Medin is the most common amyloid known in humans, as it can be found in blood vessels of the upper body in virtually everybody over 50 years of age. However, it remains unknown whether deposition of Medin plays a causal role in age-related vascular dysfunction. We now report that aggregates of Medin also develop in the aorta and brain vasculature of wild-type mice in an age-dependent manner. Strikingly, genetic deficiency of the Medin precursor protein, MFG-E8, eliminates not only vascular aggregates but also prevents age-associated decline of cerebrovascular function in mice. Given the prevalence of Medin aggregates in the general population and its role in vascular dysfunction with aging, targeting Medin may become a novel approach to sustain healthy aging.

Conclusion

As with any early-stage study into a potential cause of disease, especially one that has not been given significant attention, this study leaves a lot of unanswered questions. One of the most crucial involves the fundamental biochemistry behind medin accumulation, as it is not yet known how MFG-E8 transforms into the amyloid, and the exact link between medins and pathology is not yet ascertained either. Considerably more research is required to determine how and why medin accumulates along with its exact effects on blood vessels.

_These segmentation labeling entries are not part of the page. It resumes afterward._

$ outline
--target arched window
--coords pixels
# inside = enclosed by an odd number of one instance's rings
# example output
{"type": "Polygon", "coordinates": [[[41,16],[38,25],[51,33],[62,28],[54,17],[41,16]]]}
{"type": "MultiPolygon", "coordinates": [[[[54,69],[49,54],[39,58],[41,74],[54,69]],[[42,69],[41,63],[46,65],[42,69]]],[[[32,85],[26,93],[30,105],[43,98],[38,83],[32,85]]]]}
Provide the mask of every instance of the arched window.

The researchers of this study suggest that kinetic stabilizers, which are used in stopping the progression of transthyretin amyloidosis, may be of use in stopping the accumulation of amyloid. Time will tell if this approach is effective in ameliorating cardiovascular or cerebrovascular disease in humans, and such a therapy may one day be combined with therapies that remove 7-ketocholesterol and other, more well-known, causes of vascular dysfunction and failure.